Objectifs de recherche et période à l’étude

Inspiré de ce courant contemporain d’études sur les mythes sociaux, l’objectif de cet article sera d’analyser comment, dans le Québec d’entre-deux-guerres, certains acteurs canadiens-français se sont approprié ce mythe de l’anglais langue universelle dans leurs propres débats sur l’enseignement de l’anglais, de manière à proposer un certain idéal éducatif et social. Appuyée de l’historiographie de l’Empire britannique, nous replongerons d’abord dans le contexte de l’Inde coloniale afin d’y retracer la genèse de ce récit « mythique » sur l’anglais. Ensuite, nous présenterons les résultats d’une analyse qualitative d’un corpus d’articles tirés de 16 périodiques québécois de langue française pour la période allant de 1919 à 1942. Notre objectif est d’observer par quels mécanismes les acteurs canadiens-français ont repris ce mythe à leur compte, ou tenté d’y résister. La période étudiée correspond aux années où se déroule une plus vaste discussion sur la réforme de l’Instruction publique, discussion au cours de laquelle l’enjeu de l’enseignement de l’anglais s’est fait particulièrement saillant.

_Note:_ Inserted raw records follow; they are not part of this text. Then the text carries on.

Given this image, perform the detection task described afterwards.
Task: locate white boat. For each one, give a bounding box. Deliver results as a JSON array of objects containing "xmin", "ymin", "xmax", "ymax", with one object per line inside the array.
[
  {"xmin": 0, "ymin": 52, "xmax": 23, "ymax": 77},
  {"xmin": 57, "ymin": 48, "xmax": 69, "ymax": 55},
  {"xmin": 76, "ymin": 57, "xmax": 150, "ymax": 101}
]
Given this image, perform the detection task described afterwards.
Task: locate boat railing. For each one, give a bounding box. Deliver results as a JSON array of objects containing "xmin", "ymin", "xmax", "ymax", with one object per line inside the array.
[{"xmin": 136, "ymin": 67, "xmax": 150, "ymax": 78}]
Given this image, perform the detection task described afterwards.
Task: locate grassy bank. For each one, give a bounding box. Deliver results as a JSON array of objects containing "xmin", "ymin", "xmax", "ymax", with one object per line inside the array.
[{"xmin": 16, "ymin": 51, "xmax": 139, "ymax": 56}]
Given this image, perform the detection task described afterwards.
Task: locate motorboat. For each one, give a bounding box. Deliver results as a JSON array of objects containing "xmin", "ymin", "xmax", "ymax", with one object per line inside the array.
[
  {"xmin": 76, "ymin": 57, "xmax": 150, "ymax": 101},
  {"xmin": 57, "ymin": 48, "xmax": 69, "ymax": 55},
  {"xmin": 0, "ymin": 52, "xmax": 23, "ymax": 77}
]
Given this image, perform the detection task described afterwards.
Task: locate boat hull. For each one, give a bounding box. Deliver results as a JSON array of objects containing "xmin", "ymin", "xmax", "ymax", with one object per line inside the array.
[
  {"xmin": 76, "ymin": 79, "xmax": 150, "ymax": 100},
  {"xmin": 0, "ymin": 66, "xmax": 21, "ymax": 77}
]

Le débat, qui se déroule en deux phases, oppose, d’une part, les acteurs du « clan nationaliste », dont les prêtres des collèges et petits séminaires privés, appuyés par certains rédacteurs des journaux et revues nationalistes et, d’autre part, le « clan libéral », formé d’anciens élèves des académies commerciales, hommes d’affaires et politiciens libéraux, dont les textes paraissent dans les grands quotidiens et hebdomadaires d’allégeance libérale. Le débat s’amorce en 1919 avec la parution des textes du père jésuite Adélard Dugré qui dénonce le nouveau programme et l’augmentation des heures d’étude de l’anglais. Il s’enflamme véritablement en 1920, à la suite de la parution des lettres de Mgr François-Xavier Ross dans Le Devoir, et se poursuit jusqu’à l’adoption de la réforme du gouvernement Taschereau en 1922. L’enjeu refait ensuite surface en 1937, après que les pressions des nationalistes eurent incité le Conseil de l’Instruction publique à retarder de nouveau l’enseignement de l’anglais. La période à l’étude se termine à la fin de 1942, alors que la querelle s’estompe progressivement dans la foulée du plébiscite sur la conscription et quelques mois avant l’adoption de la Loi sur l’Instruction publique obligatoire en 1943.

Méthodologie

La sélection des journaux et articles à analyser s’est faite sur le mode de l’échantillonnage théorique. Une lecture attentive de l’historiographie nous a d’abord permis d’identifier les principaux protagonistes du débat et les journaux dans lesquels ils intervenaient. Pour la première phase (1919-1922), nous avons concentré notre analyse sur les articles en appui à l’enseignement de l’anglais répertoriés dans la brochure Allumez vos lampes, s’il vous plaît ! ! ![15] ainsi que sur les périodiques nationalistes suivants : Le Devoir, L’Action française et L’Action catholique. Pour la seconde phase (1937-1942), en raison de l’importance accordée à l’enjeu, les revues et journaux suivants ont été ciblés et entièrement dépouillés : L’Action nationale, Le Devoir, L’Avenir du Nord et le journal Le Jour. Le corpus a ensuite été bonifié de certains textes phares identifiés au cours de nos recherches et parus dans divers périodiques dont La Presse, Le Soleil, Le Franc-Parleur, Le Clairon, Le Courrier de Saint-Hyacinthe et la Rente. Lorsque les journaux n’étaient pas accessibles en format électronique, une recherche manuelle a été effectuée dans les archives sur microfilms. Aux fins de l’analyse qualitative, seuls les textes d’opinions (éditoriaux, chroniques, articles et lettres d’opinion) ont été retenus. Pour identifier les thèmes récurrents, chaque texte a ensuite été codé manuellement à l’aide du logiciel d’analyse qualitative NVivo. Au total, 128 textes d’opinion ont ainsi été analysés.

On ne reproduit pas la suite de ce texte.